I'm not sure how to translate it into C# yet (I'm working on it)
This is the Haskell version
minAndMax :: Ord a => [a] -> (a,a)
minAndMax [x] = (x,x)
minAndMax (x:xs) = (min a x, max b x)
where (a,b) = minAndMax xs
The C# version should involve Aggregate some how (I think).
You could select the whole table, and do your min and max operations in memory:
var cache = // select *
var min = cache.Min(...);
var max = cache.Max(...);
Depending on how large your dataset is, this might be the way to go about not hitting your database more than once.
A LINQ to SQL query is a single expression. Thus, if you can't express your query in a single expression (or don't like it once you do) then you have to look at other options.

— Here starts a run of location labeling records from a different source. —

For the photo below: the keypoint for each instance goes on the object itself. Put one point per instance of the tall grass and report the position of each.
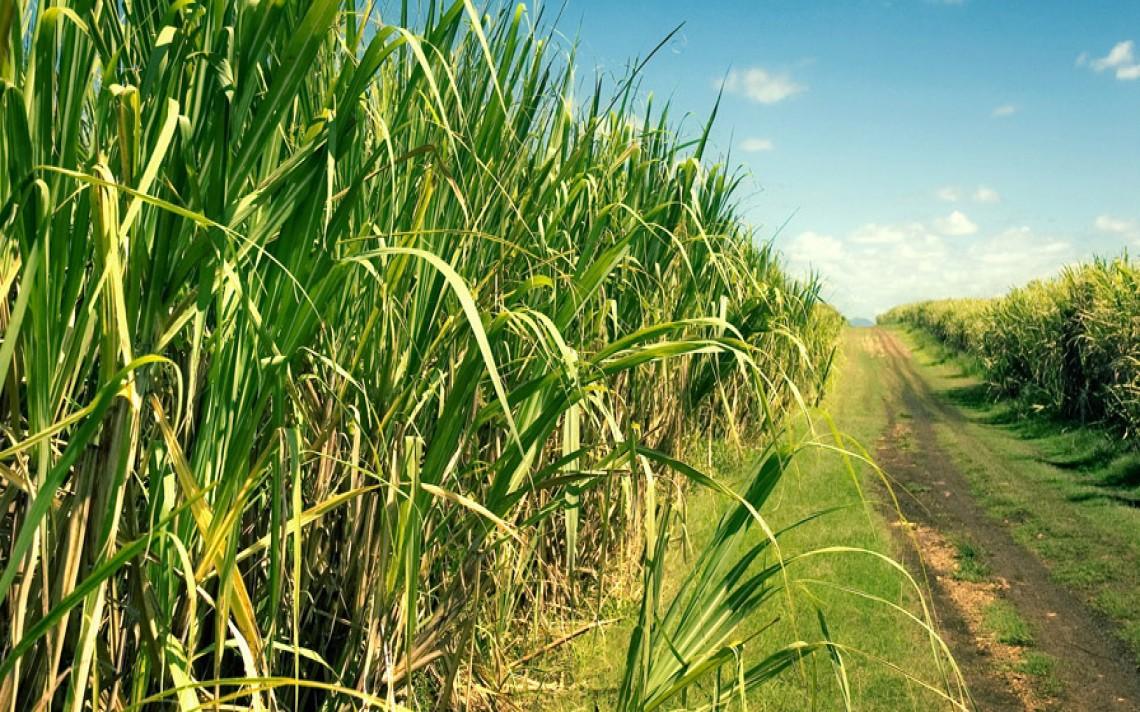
(1069, 345)
(342, 344)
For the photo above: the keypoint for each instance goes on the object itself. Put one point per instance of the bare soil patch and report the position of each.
(1093, 669)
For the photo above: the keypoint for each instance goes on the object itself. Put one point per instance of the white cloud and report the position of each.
(814, 248)
(756, 145)
(949, 194)
(878, 266)
(986, 195)
(1121, 60)
(1107, 223)
(1128, 229)
(955, 224)
(762, 86)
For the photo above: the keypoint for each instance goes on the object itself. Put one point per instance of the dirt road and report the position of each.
(1093, 670)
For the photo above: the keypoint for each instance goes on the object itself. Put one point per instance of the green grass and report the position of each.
(1065, 345)
(1007, 625)
(872, 632)
(971, 565)
(1063, 489)
(1042, 672)
(345, 346)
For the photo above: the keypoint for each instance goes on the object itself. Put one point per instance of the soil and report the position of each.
(1093, 669)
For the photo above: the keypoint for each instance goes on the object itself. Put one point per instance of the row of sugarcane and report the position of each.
(345, 346)
(1069, 344)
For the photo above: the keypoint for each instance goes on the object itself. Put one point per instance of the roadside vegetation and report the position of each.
(1069, 345)
(347, 350)
(1068, 493)
(827, 498)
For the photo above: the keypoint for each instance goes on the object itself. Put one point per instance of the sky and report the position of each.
(908, 148)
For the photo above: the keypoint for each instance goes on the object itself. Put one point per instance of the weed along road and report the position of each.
(1024, 640)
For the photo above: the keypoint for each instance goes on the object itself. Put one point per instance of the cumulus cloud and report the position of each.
(814, 248)
(756, 145)
(878, 266)
(955, 224)
(1109, 224)
(1121, 60)
(949, 194)
(762, 86)
(986, 195)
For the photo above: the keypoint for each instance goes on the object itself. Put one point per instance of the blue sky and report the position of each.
(921, 148)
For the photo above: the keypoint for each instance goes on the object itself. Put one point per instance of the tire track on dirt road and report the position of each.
(1094, 668)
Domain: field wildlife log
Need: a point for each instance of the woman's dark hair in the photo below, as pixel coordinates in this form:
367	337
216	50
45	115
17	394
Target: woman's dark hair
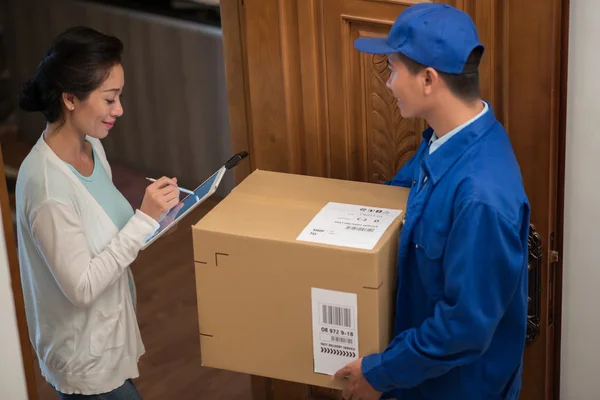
78	62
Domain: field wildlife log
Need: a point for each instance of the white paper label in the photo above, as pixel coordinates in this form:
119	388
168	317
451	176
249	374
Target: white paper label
335	329
349	225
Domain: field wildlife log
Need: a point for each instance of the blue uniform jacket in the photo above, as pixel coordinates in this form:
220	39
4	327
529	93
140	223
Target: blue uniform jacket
461	304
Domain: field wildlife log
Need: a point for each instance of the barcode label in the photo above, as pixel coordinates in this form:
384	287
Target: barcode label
338	316
342	340
335	329
359	228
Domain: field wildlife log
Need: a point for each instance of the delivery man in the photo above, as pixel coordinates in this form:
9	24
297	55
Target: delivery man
461	306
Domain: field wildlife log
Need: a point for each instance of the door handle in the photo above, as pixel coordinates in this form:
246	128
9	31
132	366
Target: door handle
534	292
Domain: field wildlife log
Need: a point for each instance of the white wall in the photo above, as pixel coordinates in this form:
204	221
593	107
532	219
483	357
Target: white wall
12	376
580	360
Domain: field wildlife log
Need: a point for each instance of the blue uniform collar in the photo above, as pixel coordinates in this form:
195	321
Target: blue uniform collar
439	162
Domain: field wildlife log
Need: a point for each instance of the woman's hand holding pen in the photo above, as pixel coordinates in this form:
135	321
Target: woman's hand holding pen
160	197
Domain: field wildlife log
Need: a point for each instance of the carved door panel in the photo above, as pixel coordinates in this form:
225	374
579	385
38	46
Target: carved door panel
302	100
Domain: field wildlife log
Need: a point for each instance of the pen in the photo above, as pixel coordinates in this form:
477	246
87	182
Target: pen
180	188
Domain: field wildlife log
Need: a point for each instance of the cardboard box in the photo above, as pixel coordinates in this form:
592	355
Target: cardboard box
272	301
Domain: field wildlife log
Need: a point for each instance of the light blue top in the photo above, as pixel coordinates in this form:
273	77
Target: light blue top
110	199
436	142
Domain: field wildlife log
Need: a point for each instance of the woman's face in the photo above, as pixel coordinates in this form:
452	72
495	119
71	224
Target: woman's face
96	115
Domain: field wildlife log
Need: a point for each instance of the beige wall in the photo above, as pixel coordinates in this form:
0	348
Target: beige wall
12	375
580	364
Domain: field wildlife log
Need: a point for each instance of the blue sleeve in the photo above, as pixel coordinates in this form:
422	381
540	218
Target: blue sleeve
482	266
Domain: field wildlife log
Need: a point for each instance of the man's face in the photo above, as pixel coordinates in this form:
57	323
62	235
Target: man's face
410	90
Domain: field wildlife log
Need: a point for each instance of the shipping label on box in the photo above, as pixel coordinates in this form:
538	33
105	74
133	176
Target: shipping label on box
349	225
335	329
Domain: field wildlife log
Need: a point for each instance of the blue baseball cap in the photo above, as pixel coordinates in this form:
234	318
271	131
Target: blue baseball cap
433	34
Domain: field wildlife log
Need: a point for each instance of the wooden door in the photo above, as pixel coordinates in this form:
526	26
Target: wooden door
302	100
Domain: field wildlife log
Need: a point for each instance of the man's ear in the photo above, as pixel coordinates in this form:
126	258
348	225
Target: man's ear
430	79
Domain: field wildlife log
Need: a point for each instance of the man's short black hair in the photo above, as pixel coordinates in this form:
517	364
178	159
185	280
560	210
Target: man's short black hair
465	85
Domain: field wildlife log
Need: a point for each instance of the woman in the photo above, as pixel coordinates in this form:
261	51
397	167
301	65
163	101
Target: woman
77	233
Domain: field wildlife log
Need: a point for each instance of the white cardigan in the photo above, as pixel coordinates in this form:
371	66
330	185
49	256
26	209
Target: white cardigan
74	271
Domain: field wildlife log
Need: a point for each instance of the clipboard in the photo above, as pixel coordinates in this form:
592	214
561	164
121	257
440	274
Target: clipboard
187	204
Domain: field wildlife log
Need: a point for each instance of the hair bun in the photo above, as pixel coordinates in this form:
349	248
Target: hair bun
30	98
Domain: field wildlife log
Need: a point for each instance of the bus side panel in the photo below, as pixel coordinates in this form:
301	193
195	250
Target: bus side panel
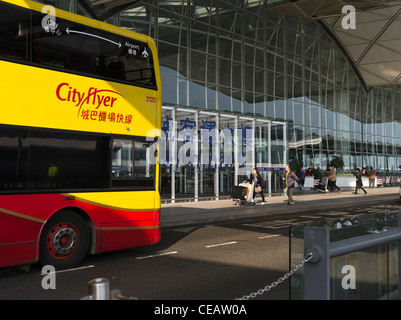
18	237
129	234
18	240
18	253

Stored procedures, since they can have statements, enable you to accomplish this in a single round-trip. You will either have two output parameters or select a result set with two rows. Either way, you will need custom code to read the stored procedure's result.
(I don't personally see the need to avoid two round-trips here. It seems like a premature optimization, especially since you will probably have to jump through hoops to get it working. Not to mention the time you will spend justifying this decision and explaining the solution to other developers.)
Put another way: you've already answered your own question. "I can't use the .Min without grouping first", followed by "that crazy group clause seems silly, and the SQL it makes is more complex than it needs to be", are clues that the simple and easily-understood two-round-trip solution is the best expression of your intent (unless you write custom SQL).